Although I appreciate the efforts of Congressmen Hurt, Cooper, Garrett, Himes, and others. They wrote a January 30 letter to the Securities and Exchange Commission urging the SEC to “delay the March 30, 2012 registration deadline and to exempt advisers to private equity funds that are not highly leveraged at the fund level from the new registration requirements.” They point out that The Small Business Capital Access and Job Preservation Act has a new registration exemption for private equity. Unfortunately, it’s been sitting dead since it was passed by the House Financial Services Committee in June 2011.

The congressmen’s argument:

In addition, [the Congressmen] believe that requiring registration by private equity fund advisers not only misdirects resources at private equity firms but also at the Commission. As a result of private equity fund adviser registration, the Commission will have hundreds of new firms to oversee and inspect. The Commission’s resources will thus be diverted away its core responsibilities of protecting retail investors and other new oversight priorities that can contribute in a meaningful way to financial stability.

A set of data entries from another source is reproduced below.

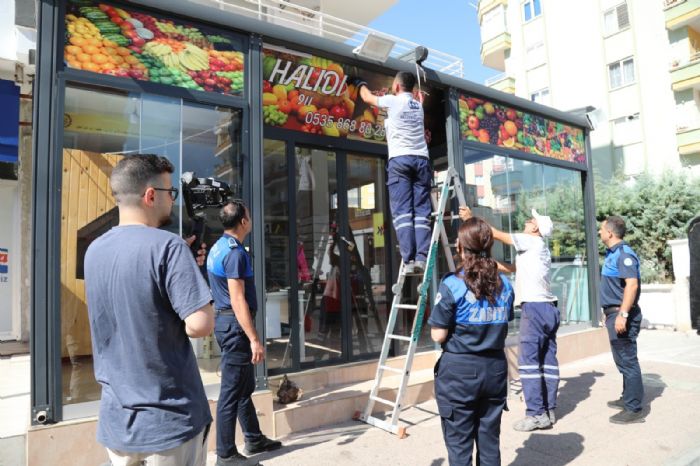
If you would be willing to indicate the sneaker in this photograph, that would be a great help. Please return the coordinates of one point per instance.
(236, 460)
(530, 423)
(617, 404)
(419, 267)
(627, 417)
(259, 446)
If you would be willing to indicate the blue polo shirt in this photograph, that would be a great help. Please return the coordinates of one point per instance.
(229, 259)
(474, 325)
(621, 262)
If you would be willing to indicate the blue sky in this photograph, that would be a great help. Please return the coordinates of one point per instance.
(449, 26)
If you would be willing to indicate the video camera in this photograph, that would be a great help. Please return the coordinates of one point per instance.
(199, 194)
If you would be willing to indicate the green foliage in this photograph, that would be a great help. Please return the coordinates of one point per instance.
(655, 209)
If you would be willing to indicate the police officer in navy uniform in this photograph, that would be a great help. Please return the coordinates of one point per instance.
(470, 320)
(619, 297)
(233, 288)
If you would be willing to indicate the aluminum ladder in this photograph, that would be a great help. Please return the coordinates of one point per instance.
(439, 196)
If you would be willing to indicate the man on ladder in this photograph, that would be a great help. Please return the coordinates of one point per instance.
(409, 174)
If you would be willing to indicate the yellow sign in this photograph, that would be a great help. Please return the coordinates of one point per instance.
(378, 227)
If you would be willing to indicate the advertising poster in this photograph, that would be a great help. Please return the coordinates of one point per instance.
(313, 94)
(493, 123)
(120, 42)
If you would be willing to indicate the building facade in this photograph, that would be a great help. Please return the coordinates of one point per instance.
(630, 59)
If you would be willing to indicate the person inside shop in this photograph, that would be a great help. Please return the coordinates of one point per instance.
(538, 366)
(233, 287)
(146, 298)
(470, 320)
(409, 173)
(619, 298)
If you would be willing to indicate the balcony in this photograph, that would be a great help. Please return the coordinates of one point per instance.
(494, 51)
(501, 82)
(685, 74)
(680, 13)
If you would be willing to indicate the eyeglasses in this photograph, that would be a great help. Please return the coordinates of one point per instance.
(173, 192)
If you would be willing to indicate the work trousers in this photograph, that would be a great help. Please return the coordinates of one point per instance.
(624, 350)
(537, 356)
(470, 390)
(409, 180)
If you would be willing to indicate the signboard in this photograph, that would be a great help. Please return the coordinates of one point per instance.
(493, 123)
(313, 94)
(121, 42)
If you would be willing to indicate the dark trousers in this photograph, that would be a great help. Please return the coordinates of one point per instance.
(537, 356)
(237, 385)
(409, 179)
(470, 390)
(624, 350)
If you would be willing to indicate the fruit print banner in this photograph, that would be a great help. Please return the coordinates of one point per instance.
(492, 123)
(109, 40)
(309, 93)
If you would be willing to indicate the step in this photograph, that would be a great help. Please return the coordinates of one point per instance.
(338, 403)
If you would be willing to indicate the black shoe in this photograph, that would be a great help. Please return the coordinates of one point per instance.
(617, 404)
(236, 460)
(627, 417)
(261, 445)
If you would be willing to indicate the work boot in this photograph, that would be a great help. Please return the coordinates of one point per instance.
(236, 460)
(261, 445)
(530, 423)
(617, 404)
(627, 417)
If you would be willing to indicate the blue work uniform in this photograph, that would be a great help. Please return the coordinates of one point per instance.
(621, 263)
(471, 375)
(228, 259)
(409, 175)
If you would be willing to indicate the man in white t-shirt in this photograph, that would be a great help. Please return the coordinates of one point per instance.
(537, 353)
(409, 174)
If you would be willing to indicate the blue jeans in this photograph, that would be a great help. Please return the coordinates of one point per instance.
(624, 350)
(470, 390)
(409, 180)
(537, 356)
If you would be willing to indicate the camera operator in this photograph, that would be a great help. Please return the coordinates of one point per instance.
(233, 287)
(145, 297)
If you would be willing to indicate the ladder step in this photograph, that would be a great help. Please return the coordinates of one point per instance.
(407, 306)
(399, 337)
(383, 401)
(391, 369)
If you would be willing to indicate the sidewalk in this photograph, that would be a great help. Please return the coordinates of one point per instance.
(582, 436)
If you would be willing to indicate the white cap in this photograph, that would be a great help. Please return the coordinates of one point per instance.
(544, 224)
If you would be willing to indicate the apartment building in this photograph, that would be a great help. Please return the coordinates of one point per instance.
(635, 61)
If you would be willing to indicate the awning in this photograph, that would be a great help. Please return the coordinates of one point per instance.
(9, 121)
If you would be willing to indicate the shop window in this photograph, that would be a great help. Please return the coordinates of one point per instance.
(101, 127)
(621, 73)
(511, 188)
(616, 19)
(531, 9)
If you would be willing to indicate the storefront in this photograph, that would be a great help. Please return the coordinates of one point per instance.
(270, 112)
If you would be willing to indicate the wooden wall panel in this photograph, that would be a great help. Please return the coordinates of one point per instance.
(85, 196)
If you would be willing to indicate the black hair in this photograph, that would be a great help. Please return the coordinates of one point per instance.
(616, 225)
(132, 175)
(406, 80)
(232, 213)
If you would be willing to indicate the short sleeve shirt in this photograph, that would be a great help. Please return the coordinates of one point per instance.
(228, 259)
(621, 262)
(141, 283)
(474, 325)
(532, 269)
(405, 130)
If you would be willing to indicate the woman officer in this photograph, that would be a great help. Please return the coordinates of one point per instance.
(470, 319)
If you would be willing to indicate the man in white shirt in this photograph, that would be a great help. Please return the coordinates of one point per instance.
(409, 174)
(539, 320)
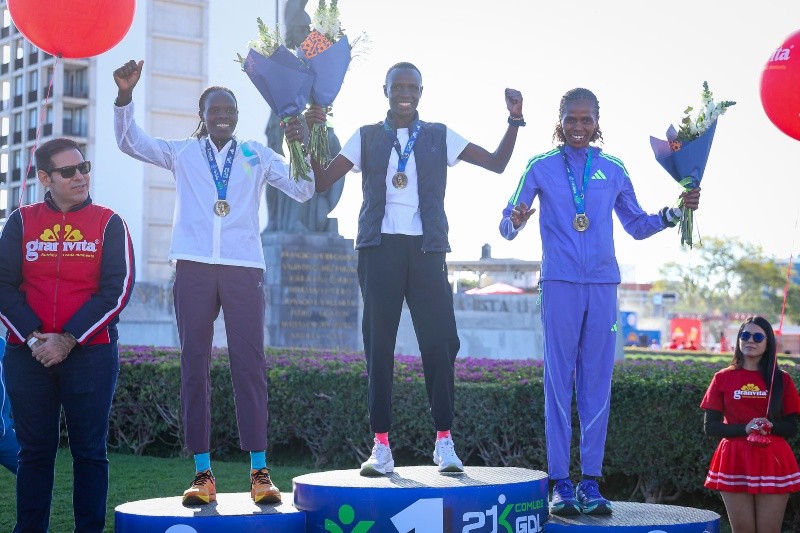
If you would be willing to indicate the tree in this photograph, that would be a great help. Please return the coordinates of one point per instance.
(729, 276)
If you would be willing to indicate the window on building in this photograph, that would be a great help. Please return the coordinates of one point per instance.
(31, 192)
(75, 121)
(18, 91)
(19, 53)
(47, 127)
(16, 128)
(13, 199)
(75, 83)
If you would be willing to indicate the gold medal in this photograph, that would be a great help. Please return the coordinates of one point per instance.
(581, 222)
(400, 180)
(222, 208)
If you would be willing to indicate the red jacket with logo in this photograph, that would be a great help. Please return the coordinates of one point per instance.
(65, 272)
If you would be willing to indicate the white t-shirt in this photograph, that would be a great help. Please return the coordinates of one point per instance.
(402, 205)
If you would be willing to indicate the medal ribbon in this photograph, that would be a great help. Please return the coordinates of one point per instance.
(412, 139)
(578, 197)
(220, 181)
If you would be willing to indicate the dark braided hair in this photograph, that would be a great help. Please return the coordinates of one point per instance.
(201, 127)
(766, 364)
(575, 95)
(402, 64)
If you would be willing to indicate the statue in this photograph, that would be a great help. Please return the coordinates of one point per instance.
(284, 213)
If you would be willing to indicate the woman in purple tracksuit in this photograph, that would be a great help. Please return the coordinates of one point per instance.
(578, 187)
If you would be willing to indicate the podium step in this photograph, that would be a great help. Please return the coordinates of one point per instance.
(421, 499)
(231, 513)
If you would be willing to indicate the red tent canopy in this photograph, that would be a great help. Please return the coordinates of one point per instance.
(496, 288)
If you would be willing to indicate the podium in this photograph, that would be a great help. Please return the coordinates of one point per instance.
(417, 498)
(421, 499)
(231, 513)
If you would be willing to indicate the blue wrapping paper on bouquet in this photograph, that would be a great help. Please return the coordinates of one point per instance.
(689, 161)
(686, 162)
(285, 83)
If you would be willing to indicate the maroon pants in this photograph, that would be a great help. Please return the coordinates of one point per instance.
(200, 291)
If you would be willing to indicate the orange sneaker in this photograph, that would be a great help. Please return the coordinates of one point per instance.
(202, 491)
(261, 488)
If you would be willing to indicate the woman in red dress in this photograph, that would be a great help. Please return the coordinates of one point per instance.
(753, 406)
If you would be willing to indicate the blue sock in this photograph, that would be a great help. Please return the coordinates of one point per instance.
(202, 461)
(258, 460)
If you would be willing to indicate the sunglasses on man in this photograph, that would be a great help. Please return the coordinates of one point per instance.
(757, 337)
(69, 171)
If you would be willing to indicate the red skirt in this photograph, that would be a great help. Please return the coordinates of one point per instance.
(738, 466)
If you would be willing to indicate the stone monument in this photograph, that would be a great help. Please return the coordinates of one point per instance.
(311, 279)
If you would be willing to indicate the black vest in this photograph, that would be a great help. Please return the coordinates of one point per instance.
(430, 155)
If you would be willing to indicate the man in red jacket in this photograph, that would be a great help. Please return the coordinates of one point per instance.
(66, 272)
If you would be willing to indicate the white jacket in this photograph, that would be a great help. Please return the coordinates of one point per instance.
(197, 233)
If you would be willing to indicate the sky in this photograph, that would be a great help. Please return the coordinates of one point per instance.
(645, 61)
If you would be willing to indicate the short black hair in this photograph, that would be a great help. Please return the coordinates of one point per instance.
(402, 64)
(44, 154)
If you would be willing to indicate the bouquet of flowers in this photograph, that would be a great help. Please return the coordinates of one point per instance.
(285, 83)
(327, 51)
(685, 152)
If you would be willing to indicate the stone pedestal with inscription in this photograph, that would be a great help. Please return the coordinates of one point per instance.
(312, 290)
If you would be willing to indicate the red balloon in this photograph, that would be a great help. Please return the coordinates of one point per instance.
(780, 87)
(73, 28)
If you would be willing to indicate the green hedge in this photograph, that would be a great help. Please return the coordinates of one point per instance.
(318, 406)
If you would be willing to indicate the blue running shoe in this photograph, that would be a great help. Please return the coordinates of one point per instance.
(563, 501)
(590, 499)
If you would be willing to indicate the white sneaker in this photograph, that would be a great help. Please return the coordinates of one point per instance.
(380, 462)
(444, 455)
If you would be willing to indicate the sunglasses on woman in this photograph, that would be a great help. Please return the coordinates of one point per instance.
(67, 172)
(757, 337)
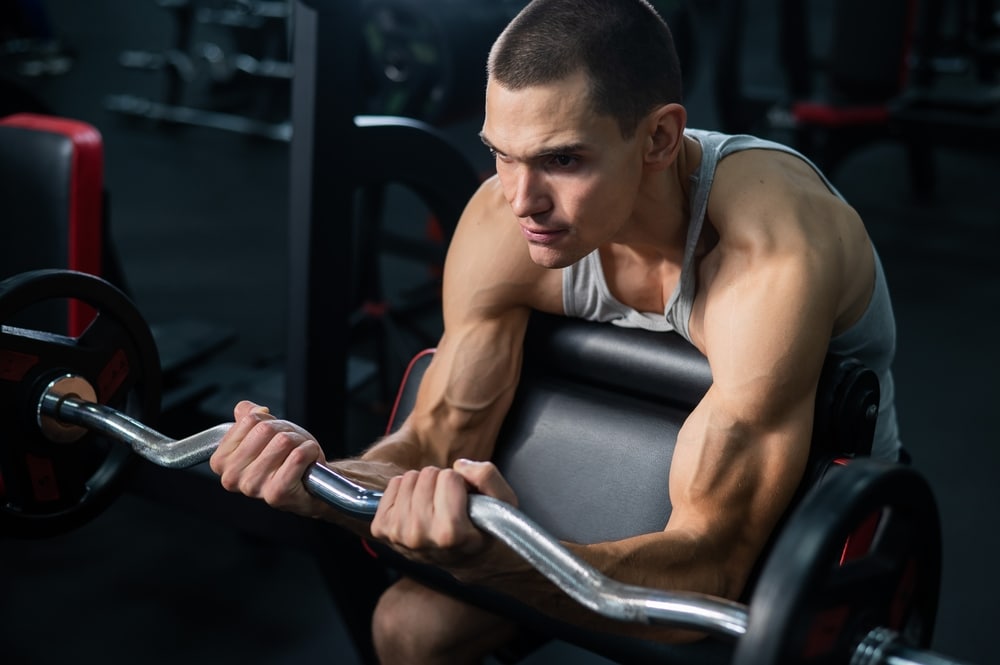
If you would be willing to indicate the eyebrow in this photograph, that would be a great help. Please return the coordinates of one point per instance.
(547, 151)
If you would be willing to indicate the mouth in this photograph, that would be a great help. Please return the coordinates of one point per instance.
(542, 236)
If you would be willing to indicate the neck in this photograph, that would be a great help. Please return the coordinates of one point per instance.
(658, 230)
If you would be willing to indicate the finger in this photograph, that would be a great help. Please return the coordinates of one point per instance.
(383, 522)
(236, 435)
(234, 465)
(452, 527)
(285, 486)
(421, 516)
(485, 478)
(246, 406)
(265, 450)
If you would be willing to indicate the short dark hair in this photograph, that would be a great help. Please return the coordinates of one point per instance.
(623, 46)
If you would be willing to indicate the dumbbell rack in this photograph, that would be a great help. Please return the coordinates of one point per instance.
(207, 85)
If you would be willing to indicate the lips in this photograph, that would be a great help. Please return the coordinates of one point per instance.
(542, 236)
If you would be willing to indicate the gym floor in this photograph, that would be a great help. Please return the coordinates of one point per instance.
(198, 217)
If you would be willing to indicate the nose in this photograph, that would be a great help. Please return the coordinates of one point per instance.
(525, 191)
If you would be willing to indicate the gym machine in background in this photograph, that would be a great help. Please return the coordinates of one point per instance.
(229, 64)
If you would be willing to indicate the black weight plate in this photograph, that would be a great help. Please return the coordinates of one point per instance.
(48, 488)
(863, 550)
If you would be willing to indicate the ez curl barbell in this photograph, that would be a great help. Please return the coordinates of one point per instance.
(874, 608)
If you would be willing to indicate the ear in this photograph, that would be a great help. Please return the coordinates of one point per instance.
(664, 134)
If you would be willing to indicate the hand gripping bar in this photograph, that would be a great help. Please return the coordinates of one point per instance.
(578, 579)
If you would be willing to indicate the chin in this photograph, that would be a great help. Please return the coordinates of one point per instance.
(550, 258)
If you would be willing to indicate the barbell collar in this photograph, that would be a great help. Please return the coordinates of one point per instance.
(883, 646)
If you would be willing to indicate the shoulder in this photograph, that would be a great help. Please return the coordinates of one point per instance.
(488, 264)
(790, 258)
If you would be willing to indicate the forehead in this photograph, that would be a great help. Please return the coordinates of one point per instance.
(526, 121)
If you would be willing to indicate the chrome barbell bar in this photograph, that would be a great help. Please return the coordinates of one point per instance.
(60, 405)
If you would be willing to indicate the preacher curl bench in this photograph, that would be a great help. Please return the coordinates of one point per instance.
(852, 574)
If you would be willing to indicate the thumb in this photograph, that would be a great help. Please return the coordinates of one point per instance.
(245, 407)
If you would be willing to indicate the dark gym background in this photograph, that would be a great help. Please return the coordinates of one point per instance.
(199, 218)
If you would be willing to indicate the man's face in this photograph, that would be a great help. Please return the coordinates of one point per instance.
(570, 178)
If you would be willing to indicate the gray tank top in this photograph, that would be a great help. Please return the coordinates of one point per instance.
(872, 340)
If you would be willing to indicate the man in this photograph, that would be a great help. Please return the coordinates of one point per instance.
(605, 207)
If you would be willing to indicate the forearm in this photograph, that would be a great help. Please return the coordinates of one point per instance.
(667, 561)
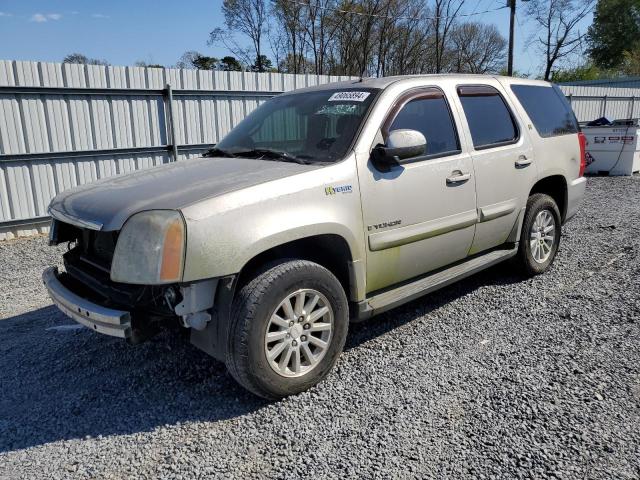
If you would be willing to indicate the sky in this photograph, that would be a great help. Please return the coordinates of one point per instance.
(160, 31)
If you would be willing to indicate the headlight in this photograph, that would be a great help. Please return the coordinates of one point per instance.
(150, 249)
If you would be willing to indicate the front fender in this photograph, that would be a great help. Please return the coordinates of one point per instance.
(224, 234)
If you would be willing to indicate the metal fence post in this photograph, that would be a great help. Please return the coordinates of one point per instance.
(171, 124)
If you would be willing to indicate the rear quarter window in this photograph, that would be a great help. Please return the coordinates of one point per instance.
(547, 109)
(490, 121)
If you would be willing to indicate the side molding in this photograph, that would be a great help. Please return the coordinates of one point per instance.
(420, 231)
(497, 210)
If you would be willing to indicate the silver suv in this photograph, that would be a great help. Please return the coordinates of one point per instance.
(327, 204)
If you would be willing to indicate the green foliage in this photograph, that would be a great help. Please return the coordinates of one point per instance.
(262, 64)
(203, 62)
(615, 29)
(83, 59)
(229, 63)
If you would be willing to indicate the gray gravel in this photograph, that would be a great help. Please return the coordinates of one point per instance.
(492, 377)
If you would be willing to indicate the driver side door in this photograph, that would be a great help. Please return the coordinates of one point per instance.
(421, 215)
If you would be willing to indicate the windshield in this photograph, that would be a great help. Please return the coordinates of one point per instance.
(315, 126)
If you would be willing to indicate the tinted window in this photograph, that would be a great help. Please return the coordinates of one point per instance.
(431, 117)
(489, 119)
(318, 125)
(548, 110)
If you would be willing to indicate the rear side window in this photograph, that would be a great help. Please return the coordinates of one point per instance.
(429, 114)
(490, 121)
(547, 109)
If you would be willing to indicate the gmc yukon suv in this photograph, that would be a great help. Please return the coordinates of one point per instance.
(324, 205)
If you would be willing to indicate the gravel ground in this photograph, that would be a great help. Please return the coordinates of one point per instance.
(494, 377)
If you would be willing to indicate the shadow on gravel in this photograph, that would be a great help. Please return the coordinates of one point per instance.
(70, 383)
(62, 384)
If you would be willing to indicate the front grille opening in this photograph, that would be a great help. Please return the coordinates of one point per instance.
(97, 248)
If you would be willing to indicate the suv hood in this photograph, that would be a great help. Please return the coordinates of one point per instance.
(107, 204)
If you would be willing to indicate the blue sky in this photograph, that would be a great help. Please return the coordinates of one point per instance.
(159, 31)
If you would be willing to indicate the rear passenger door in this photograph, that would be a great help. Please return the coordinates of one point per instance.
(503, 161)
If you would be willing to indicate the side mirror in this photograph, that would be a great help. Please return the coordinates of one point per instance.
(402, 144)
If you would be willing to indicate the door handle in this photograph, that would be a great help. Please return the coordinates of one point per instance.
(523, 161)
(458, 177)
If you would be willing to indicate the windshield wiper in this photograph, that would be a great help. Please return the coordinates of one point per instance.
(217, 152)
(266, 153)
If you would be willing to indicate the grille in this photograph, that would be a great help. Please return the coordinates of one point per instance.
(98, 248)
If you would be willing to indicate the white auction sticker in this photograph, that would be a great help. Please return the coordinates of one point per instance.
(349, 96)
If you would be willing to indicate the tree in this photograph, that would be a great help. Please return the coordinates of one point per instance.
(231, 64)
(192, 59)
(83, 59)
(615, 29)
(445, 13)
(262, 64)
(142, 63)
(477, 48)
(248, 17)
(558, 22)
(587, 71)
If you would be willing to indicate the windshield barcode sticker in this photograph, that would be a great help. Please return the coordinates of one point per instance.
(349, 96)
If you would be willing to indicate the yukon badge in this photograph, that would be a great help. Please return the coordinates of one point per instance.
(382, 225)
(338, 189)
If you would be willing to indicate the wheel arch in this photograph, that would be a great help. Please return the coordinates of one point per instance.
(556, 187)
(330, 250)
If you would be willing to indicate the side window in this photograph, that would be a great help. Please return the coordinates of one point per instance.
(429, 114)
(489, 118)
(548, 110)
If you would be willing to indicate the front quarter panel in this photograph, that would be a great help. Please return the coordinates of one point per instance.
(225, 232)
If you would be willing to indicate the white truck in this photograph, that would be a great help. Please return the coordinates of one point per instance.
(324, 205)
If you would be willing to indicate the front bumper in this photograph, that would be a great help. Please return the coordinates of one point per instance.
(116, 323)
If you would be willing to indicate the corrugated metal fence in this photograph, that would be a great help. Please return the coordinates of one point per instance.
(590, 103)
(63, 125)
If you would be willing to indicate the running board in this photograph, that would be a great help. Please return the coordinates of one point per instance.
(410, 291)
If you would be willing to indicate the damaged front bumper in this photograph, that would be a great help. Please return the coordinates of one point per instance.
(116, 323)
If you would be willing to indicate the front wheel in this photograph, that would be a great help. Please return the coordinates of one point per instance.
(288, 328)
(540, 235)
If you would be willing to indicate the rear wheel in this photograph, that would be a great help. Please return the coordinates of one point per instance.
(540, 235)
(288, 328)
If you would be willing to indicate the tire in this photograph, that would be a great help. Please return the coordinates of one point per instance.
(535, 259)
(259, 308)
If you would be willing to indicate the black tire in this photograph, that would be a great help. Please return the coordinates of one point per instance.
(525, 259)
(253, 306)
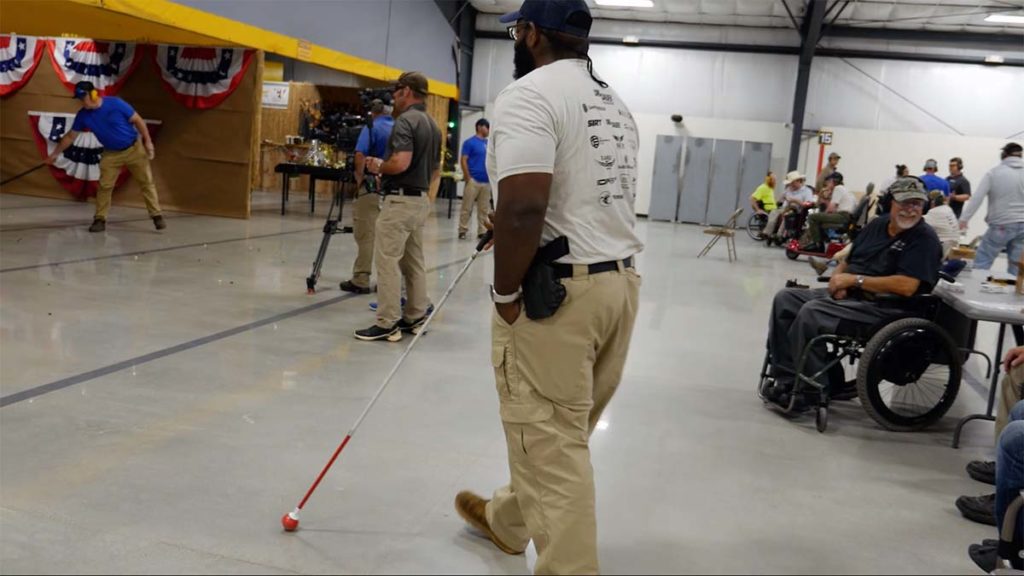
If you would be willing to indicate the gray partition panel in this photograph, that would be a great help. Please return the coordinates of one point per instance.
(724, 180)
(696, 177)
(665, 182)
(757, 162)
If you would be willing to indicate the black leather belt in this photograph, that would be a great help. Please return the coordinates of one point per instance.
(402, 192)
(565, 271)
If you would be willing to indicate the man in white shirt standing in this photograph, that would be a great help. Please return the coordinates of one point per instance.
(563, 154)
(838, 215)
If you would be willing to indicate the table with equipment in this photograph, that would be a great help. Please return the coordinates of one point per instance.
(972, 297)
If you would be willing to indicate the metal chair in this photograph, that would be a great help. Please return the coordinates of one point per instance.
(728, 231)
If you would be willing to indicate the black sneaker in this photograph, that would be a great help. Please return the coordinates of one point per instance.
(412, 326)
(978, 508)
(985, 554)
(375, 332)
(348, 286)
(982, 471)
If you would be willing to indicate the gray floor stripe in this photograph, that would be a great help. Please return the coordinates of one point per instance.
(155, 250)
(85, 376)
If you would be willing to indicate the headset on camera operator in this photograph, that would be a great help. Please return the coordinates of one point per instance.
(410, 171)
(366, 206)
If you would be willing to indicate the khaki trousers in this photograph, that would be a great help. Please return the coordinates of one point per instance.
(1012, 393)
(554, 378)
(110, 168)
(479, 195)
(366, 209)
(398, 252)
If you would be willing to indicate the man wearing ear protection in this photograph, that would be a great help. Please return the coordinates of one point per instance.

It’s a nice argument, but too late. The registration deadline is March 30, but the filing deadline is February 14. Private equity firms already have their resources allocated or are very far along in gathering them up.

I’ve heard some whispers from limited partners indicating they are concerned that private equity is fighting against SEC registration under the Investment Advisers Act. Although it’s a good regulatory scheme for hedge funds, there are many items in the scheme that is a poor fit for private equity. The insider trading requirements and custody rule are at the top of my list.